Unico perché forse mai è accaduto nella storia (a parte il Bronstejn del 1951) che un giocatore sia arrivato ad un piccolo passo dal titolo mondiale senza poter mettere sul piatto della bilancia quelle necessarie caratteristiche di “killer instint”, cioè di cattiveria, di estrema volontà di piegare l’avversario, di ergersi un palmo sopra tutti gli altri.

Era troppo un buon uomo, Carl, accettava troppe patte e troppe imposizioni, e gli altri ne approfittarono sempre. Nel 1910 solo un regolamento balordo si frappose fra lui e il titolo mondiale. E noi gli rendiamo il giusto merito, a 100 anni dalla morte, sulle nostre pagine.

Leggiamo cosa scrisse di lui Richard Reti in “Nuove idee negli scacchi”:

Steinitz uscì dalla scuola di scacchi di Vienna, ma per diventare campione del mondo andò all’estero e si liberò di ciò che era viennese in lui. Schlechter era il viennese più forte negli scacchi, forte quasi come Lasker, ma era troppo viennese per conquistare il titolo di campione del mondo. La gente immagina di solito un maestro di scacchi come un cittadino che passa la sua vita in un’atmosfera di fumo a giocare nei caffè e nei club: un individuo nevrastenico, continuamente nella tensione del gioco, una persona che concede la sua anima agli scacchi.

Schlechter era l’antitesi esatta di quell’idea. Si teneva in disparte dai club e dai caffè, nel suo tempo libero si interessava di arte e di scienza. Schlechter era innamorato della natura, ed è proprio questo amore per la natura che ha conferito al suo gioco un fascino particolare. Le sue partite si distinguono per l’ampiezza e il respiro dello schema.
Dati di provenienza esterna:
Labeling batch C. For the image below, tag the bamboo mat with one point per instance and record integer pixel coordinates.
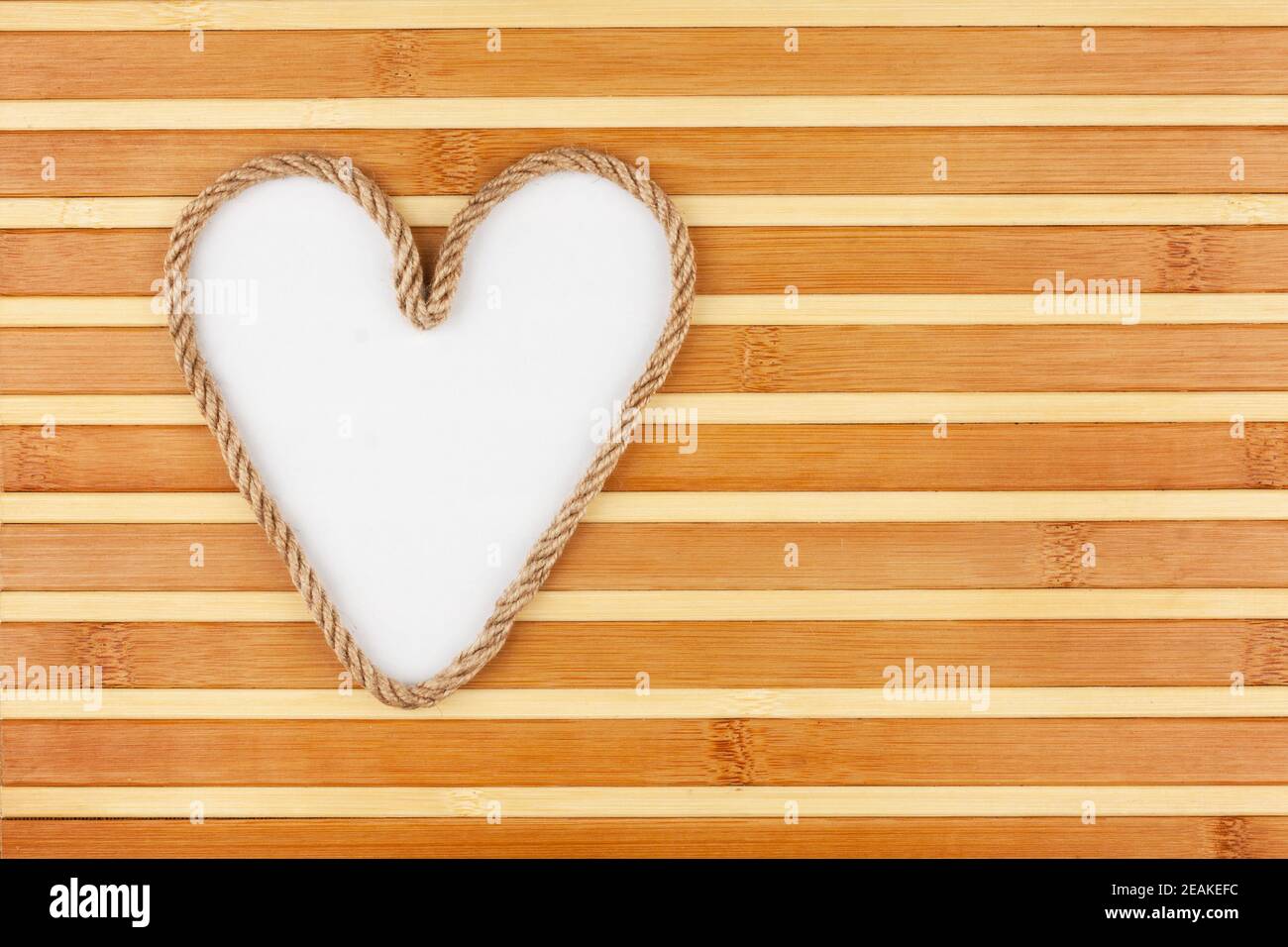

Proprio come nella foresta i tronchi degli alberi e i loro rami si estendono da tutte le parti ovunque ci siano spazi aperti, così Schlechter sviluppa le sue forze, con naturalezza. Non ci sono nel suo gioco luoghi nascosti e trappole, ma solo uno sviluppo sano, non affrettato, non legato a una sola idea, come un’evoluzione armoniosa. 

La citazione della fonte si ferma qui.